2005: Meta Data Extraction from Linguistic Meeting Transcripts for the Annodex File Format

Claudia Schremmer and Silvia Pfeiffer, “Meta Data Extraction from Linguistic Meeting Transcripts for the Annodex File Format”, IEEE Computer Society, Proceedings for the 11th Intl. Conference on Multi-Media Modelling January 2005, Melbourne, Australia pp. 405 – 412.

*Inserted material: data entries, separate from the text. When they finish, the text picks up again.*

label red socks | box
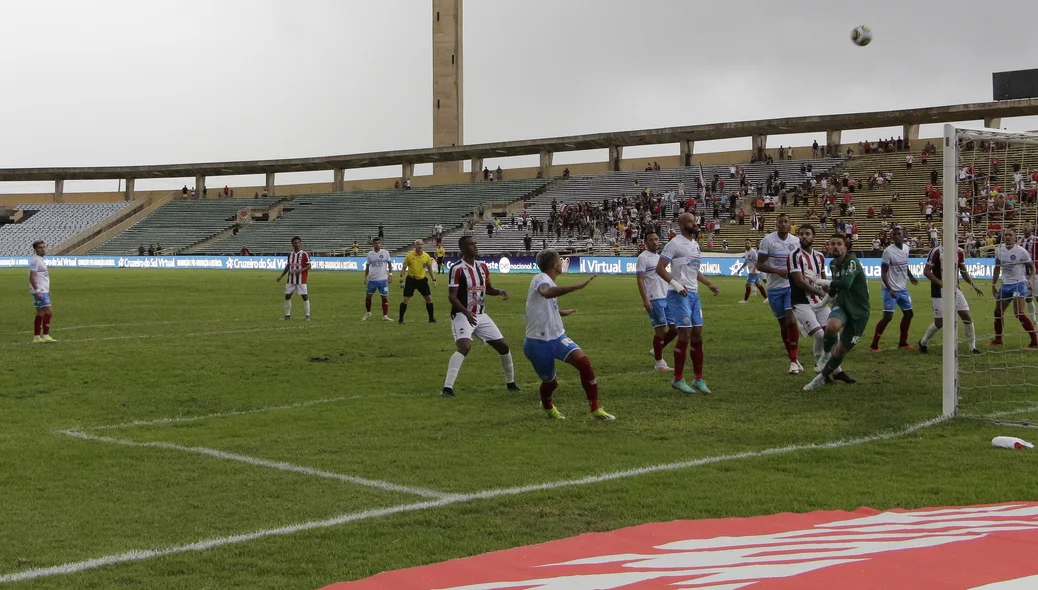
[541,381,558,409]
[652,336,663,361]
[689,340,703,379]
[573,356,598,411]
[674,340,688,381]
[898,317,911,346]
[872,320,888,348]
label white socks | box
[443,352,467,390]
[501,352,516,384]
[920,324,942,346]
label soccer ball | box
[850,25,872,47]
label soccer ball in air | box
[850,25,872,47]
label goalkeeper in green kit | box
[803,235,869,392]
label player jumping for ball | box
[522,249,616,420]
[276,236,310,322]
[803,235,869,392]
[441,236,519,398]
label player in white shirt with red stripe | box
[869,226,919,352]
[29,240,57,344]
[988,230,1038,349]
[440,236,519,398]
[277,236,310,322]
[1020,223,1038,325]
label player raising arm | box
[522,249,616,420]
[919,240,984,354]
[803,235,869,392]
[988,230,1038,349]
[656,213,719,394]
[440,236,519,398]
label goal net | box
[939,125,1038,425]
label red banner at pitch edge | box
[325,502,1038,590]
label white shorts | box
[930,289,969,319]
[450,314,504,342]
[793,303,829,337]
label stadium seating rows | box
[0,200,133,257]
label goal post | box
[939,125,1038,423]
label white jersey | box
[635,250,666,301]
[659,236,703,293]
[760,232,800,291]
[742,248,758,274]
[883,244,908,291]
[994,244,1031,285]
[29,254,51,294]
[526,272,566,340]
[367,248,392,280]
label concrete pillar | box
[609,145,624,172]
[265,172,274,196]
[680,139,695,166]
[825,129,843,156]
[749,135,768,160]
[432,0,465,175]
[541,152,555,179]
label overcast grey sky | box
[0,0,1038,192]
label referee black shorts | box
[404,276,432,297]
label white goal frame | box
[940,125,1038,417]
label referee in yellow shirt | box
[399,240,436,324]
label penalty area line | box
[56,430,454,500]
[8,417,949,584]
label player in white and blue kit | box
[635,232,678,371]
[656,213,718,394]
[757,213,803,374]
[988,230,1038,349]
[360,238,392,322]
[735,240,768,303]
[869,226,919,352]
[522,249,616,420]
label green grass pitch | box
[0,268,1038,589]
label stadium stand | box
[444,158,844,256]
[0,200,133,256]
[90,197,278,254]
[194,179,548,256]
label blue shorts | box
[666,291,703,328]
[32,293,51,310]
[768,287,793,318]
[999,281,1030,301]
[522,333,580,383]
[879,285,911,313]
[649,299,671,328]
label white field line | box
[85,370,656,431]
[0,418,947,584]
[56,430,454,500]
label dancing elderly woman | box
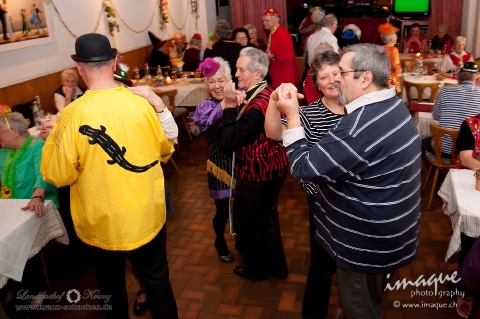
[194,57,233,263]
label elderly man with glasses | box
[277,44,421,319]
[262,8,300,88]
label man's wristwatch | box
[32,195,45,203]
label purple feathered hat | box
[197,58,220,78]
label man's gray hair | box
[341,43,391,88]
[215,19,232,40]
[0,112,28,136]
[322,13,338,27]
[240,47,270,78]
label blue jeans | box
[302,195,337,319]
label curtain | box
[427,0,464,40]
[230,0,288,43]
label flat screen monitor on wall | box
[393,0,431,19]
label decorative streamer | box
[111,0,157,33]
[45,0,103,38]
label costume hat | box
[72,33,117,62]
[263,8,280,18]
[462,62,478,73]
[378,22,400,34]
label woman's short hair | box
[380,33,395,44]
[215,19,232,40]
[0,112,28,136]
[239,47,270,78]
[310,50,340,91]
[206,56,232,80]
[62,69,78,82]
[453,35,467,45]
[232,28,250,42]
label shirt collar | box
[345,85,396,114]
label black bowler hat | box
[462,62,478,73]
[72,33,117,62]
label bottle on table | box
[157,65,165,86]
[145,63,152,83]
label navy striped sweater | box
[287,96,421,273]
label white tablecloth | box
[0,199,69,288]
[438,169,480,261]
[403,73,458,103]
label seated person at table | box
[455,114,480,170]
[423,62,480,159]
[0,112,58,312]
[232,28,251,47]
[148,31,171,66]
[170,33,187,61]
[403,23,427,53]
[183,33,202,71]
[432,23,453,54]
[440,36,474,72]
[53,69,85,112]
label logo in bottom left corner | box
[66,289,81,303]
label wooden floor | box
[26,127,457,319]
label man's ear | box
[360,71,373,89]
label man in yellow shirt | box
[41,33,178,319]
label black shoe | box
[233,266,270,280]
[215,245,233,264]
[133,289,148,316]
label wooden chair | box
[157,89,192,139]
[422,123,460,209]
[403,80,440,105]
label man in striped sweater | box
[277,44,421,319]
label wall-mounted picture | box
[0,0,53,52]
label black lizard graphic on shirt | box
[78,125,158,173]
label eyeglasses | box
[340,70,367,76]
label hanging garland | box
[158,0,170,30]
[45,0,103,38]
[190,0,200,30]
[112,0,156,33]
[103,0,120,37]
[167,0,188,30]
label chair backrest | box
[400,58,417,72]
[156,89,178,114]
[403,80,440,105]
[430,123,460,167]
[404,60,417,72]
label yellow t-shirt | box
[40,86,174,250]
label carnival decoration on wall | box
[158,0,170,30]
[0,0,53,52]
[103,0,120,37]
[190,0,200,30]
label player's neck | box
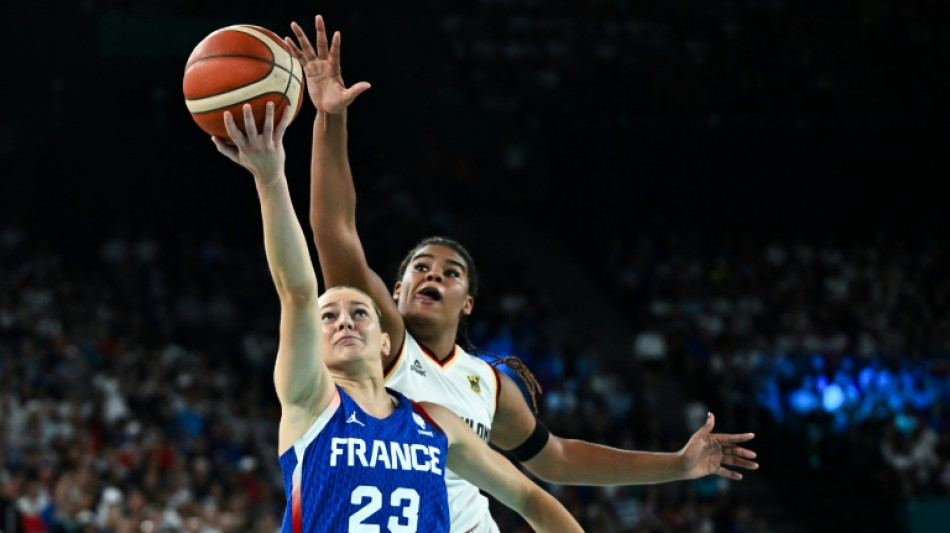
[337,379,395,418]
[411,331,455,361]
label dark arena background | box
[0,0,950,533]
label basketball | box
[182,24,305,142]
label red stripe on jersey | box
[486,362,501,420]
[409,400,445,433]
[290,481,303,533]
[383,331,409,379]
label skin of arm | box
[213,104,334,453]
[491,373,758,485]
[285,15,406,366]
[419,402,583,533]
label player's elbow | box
[276,279,318,308]
[522,435,569,483]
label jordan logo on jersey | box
[412,413,433,437]
[468,376,482,393]
[346,411,366,427]
[409,359,426,377]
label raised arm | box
[420,402,583,533]
[285,15,406,357]
[491,375,759,485]
[212,104,334,453]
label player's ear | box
[380,333,393,357]
[393,281,402,302]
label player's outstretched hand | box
[211,102,294,185]
[284,15,370,114]
[680,413,759,480]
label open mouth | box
[416,287,442,302]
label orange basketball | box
[182,24,305,142]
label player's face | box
[319,288,389,363]
[393,244,474,327]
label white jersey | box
[385,331,501,533]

Semantic interpretation of the data distributed over the Internet is subject to major current research activity. The Continuous Media Web (CMWeb) extends the World Wide Web to time-continuously sampled data such as audio and video in regard to the searching, linking, and browsing functionality. The CMWeb technology is based the file format Annodex which streams the media content interspersed with markup in the Continuous Media Markup Language (CMML) format that contains information relevant to the whole media file, e.g., title, author, language as well as time-sensitive information, e.g., topics, speakers, time-sensitive hyperlinks. The CMML markup may be generated manually or automatically. This paper investigates the automatic extraction of meta data and markup information from complex linguistic annotations, which are annotated recordings collected for use in linguistic research. We are particularly interested in annotated recordings of meetings and teleconferences and see automatically generated CMML files and their corresponding Annodex streams as one way of viewing such recordings. The paper presents some experiments with generating Annodex files from hand-annotated meeting recordings.